What binds these disparate elements into a coherent whole, if anything? In part, that they reflect the Prime Minister’s character: he’s a man who doesn’t smoke, wants value for money, and sees education as a leg up. And as a man who prizes fluency with numbers, he has one for us: three.
Sunak sees the NHS workforce plan, new infrastructure and “the new rigorous, knowledge rich Advanced British Standard…which will bring together A-Levels and T-Levels into a new, single qualification for our school leavers” as three big, historic reforms – on a par with the Cameron/Gove free schools offer or the Thatcher/Clarke GP fundholding.
His critics will point out that those Tory teams were in a position to deliver both. Sunak isn’t – at least not before the next election. It may be that Sir Keir Starmer, if he leads the next government, sticks to the workforce plan. And pulls at the nettle of exam reform. And leaves the Prime Minister’s transport shake-up untouched.
Sunak has thus asked questions of the man who plans to replace him. We’ll see more of that as the election campaign begins to gather pace. This conference has been one of the last big set-pieces before it takes place: the others being the King’s Speech, the Autumn Statement, the reshuffle (whenever that happens) and next year’s Budget.
There has been no revolt against the Prime Minister at this week’s conference. The Cabinet Ministers who would replace him don’t want the gig before the next election, thank you very much. Tory MPs know that a sixth leader in less than a decade and a third within two years would scuttle the ship.
Nonetheless, events have shaped this week rather than vice-versa. “Network North”…”Midlands Rail Hub”…”the Leeds tram”, the “North Wales main line”…”Upgrade the A1, the A2, the A5, the M6″…the A75 boosting links between Scotland and Northern Ireland…the Shipley bypass”…”the Blyth relief road”…”the Don Valley line”…”the energy coast line between Carlisle, Workington, and Barrow”.
It was strange to hear so much transport detail in a leader’s speech: Sunak the Tiny Controller, seizing the station tannoy. Yet he may get more from making a virtue of necessity (regional and local media will give his plans a fairer hearing than their national colleagues) than the values-based sections of the speech.
If you say that politics needs changing, but are yourself a politician, you may be chancing your arm. And if you want to proclaim change, you have to be change. The most dramatic way for the Prime Minister to communicate it today would have been for him to explain why he quit Boris Johnson’s Government, and how his warnings about Truss’s economic scheme turned out to be right.
In the interests of party unity, he let that possibility pass – and with it the chance to get a wider public to sit up and take notice.
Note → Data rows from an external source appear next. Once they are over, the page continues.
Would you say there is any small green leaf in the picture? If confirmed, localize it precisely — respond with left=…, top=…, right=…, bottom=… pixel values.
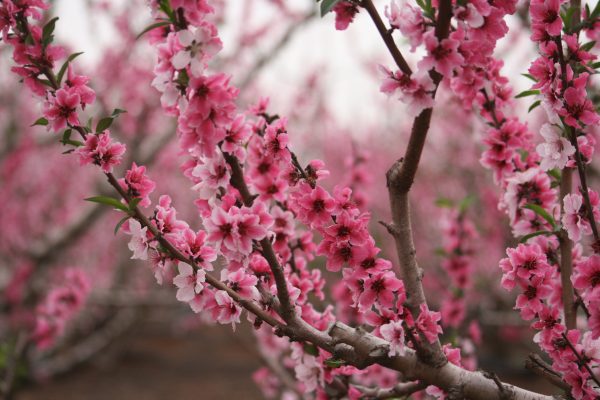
left=60, top=128, right=73, bottom=144
left=519, top=231, right=552, bottom=243
left=135, top=21, right=171, bottom=40
left=523, top=203, right=556, bottom=228
left=56, top=52, right=83, bottom=86
left=515, top=89, right=540, bottom=99
left=96, top=108, right=127, bottom=133
left=42, top=17, right=58, bottom=47
left=85, top=196, right=129, bottom=212
left=304, top=343, right=319, bottom=357
left=31, top=118, right=48, bottom=126
left=321, top=0, right=340, bottom=17
left=527, top=100, right=542, bottom=113
left=158, top=0, right=176, bottom=22
left=129, top=197, right=142, bottom=211
left=547, top=168, right=561, bottom=182
left=96, top=117, right=114, bottom=133
left=115, top=215, right=131, bottom=235
left=458, top=195, right=475, bottom=213
left=435, top=197, right=454, bottom=208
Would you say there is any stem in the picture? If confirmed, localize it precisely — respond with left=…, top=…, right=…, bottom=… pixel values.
left=223, top=152, right=295, bottom=322
left=561, top=333, right=600, bottom=387
left=363, top=0, right=452, bottom=366
left=362, top=0, right=412, bottom=75
left=558, top=167, right=577, bottom=329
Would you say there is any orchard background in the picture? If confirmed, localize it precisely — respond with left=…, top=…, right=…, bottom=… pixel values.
left=0, top=0, right=600, bottom=399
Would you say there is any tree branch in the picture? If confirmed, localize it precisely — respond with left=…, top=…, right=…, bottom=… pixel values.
left=364, top=0, right=452, bottom=366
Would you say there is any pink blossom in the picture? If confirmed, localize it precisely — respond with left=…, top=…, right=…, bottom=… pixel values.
left=572, top=254, right=600, bottom=300
left=332, top=0, right=358, bottom=31
left=44, top=88, right=81, bottom=132
left=536, top=124, right=575, bottom=171
left=171, top=23, right=223, bottom=76
left=515, top=276, right=553, bottom=320
left=127, top=218, right=149, bottom=260
left=358, top=271, right=406, bottom=310
left=386, top=1, right=425, bottom=51
left=173, top=262, right=206, bottom=302
left=119, top=162, right=156, bottom=207
left=177, top=228, right=217, bottom=271
left=75, top=130, right=125, bottom=174
left=500, top=243, right=551, bottom=290
left=215, top=290, right=242, bottom=329
left=298, top=186, right=335, bottom=227
left=562, top=193, right=592, bottom=242
left=419, top=31, right=464, bottom=77
left=529, top=0, right=562, bottom=36
left=379, top=321, right=404, bottom=357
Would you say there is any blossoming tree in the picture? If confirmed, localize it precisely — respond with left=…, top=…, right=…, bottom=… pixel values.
left=0, top=0, right=600, bottom=400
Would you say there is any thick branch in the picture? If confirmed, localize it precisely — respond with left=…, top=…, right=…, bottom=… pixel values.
left=525, top=354, right=571, bottom=393
left=372, top=0, right=452, bottom=365
left=355, top=382, right=427, bottom=399
left=329, top=323, right=552, bottom=400
left=559, top=168, right=577, bottom=329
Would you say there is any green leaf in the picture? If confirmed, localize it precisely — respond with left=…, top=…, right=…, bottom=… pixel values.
left=321, top=0, right=340, bottom=17
left=158, top=0, right=176, bottom=22
left=85, top=196, right=129, bottom=212
left=129, top=197, right=142, bottom=211
left=458, top=195, right=475, bottom=213
left=519, top=231, right=552, bottom=243
left=115, top=215, right=131, bottom=235
left=31, top=118, right=48, bottom=126
left=96, top=117, right=114, bottom=133
left=304, top=343, right=319, bottom=357
left=56, top=52, right=83, bottom=86
left=527, top=100, right=542, bottom=113
left=560, top=6, right=579, bottom=32
left=325, top=357, right=346, bottom=368
left=523, top=203, right=556, bottom=228
left=515, top=89, right=541, bottom=99
left=135, top=21, right=171, bottom=40
left=42, top=17, right=58, bottom=47
left=546, top=168, right=561, bottom=182
left=435, top=197, right=454, bottom=208
left=60, top=128, right=73, bottom=144
left=96, top=108, right=127, bottom=133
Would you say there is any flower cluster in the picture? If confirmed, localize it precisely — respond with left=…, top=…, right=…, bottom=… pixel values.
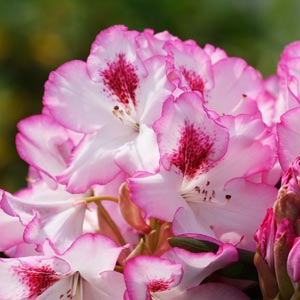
left=0, top=26, right=300, bottom=300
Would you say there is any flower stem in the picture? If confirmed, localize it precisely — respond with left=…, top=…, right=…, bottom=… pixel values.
left=96, top=202, right=126, bottom=246
left=84, top=196, right=119, bottom=203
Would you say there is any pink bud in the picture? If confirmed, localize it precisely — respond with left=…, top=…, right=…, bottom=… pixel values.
left=119, top=184, right=151, bottom=233
left=287, top=237, right=300, bottom=282
left=254, top=208, right=275, bottom=268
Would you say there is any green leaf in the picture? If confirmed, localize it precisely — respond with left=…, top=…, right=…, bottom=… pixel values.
left=168, top=237, right=219, bottom=253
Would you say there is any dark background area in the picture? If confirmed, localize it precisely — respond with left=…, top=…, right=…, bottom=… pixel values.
left=0, top=0, right=300, bottom=192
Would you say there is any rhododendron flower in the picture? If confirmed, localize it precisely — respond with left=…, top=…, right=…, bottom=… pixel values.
left=277, top=107, right=300, bottom=172
left=1, top=182, right=87, bottom=250
left=16, top=114, right=82, bottom=188
left=124, top=244, right=248, bottom=300
left=0, top=234, right=125, bottom=300
left=44, top=26, right=172, bottom=193
left=129, top=93, right=276, bottom=249
left=0, top=25, right=300, bottom=300
left=255, top=157, right=300, bottom=299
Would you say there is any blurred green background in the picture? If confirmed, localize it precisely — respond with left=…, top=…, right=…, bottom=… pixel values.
left=0, top=0, right=300, bottom=192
But in any event, Sunak isn’t an actor, a self-projector. Though fluent in debate or on the stump, he isn’t in the braggadacio business. It’s just not in his nature to move before he is willing.
Johnson, Truss, war, plague, prices, the worst fall in living standards on record. The Prime Minister is leading a tired army through the winter snows. Despite the odd shaft of recent sunlight, there’s no sign yet of the clouds breaking. He is putting his faith in his own character, his own inhibitions, strengths, weaknesses and instincts. And in the power of three.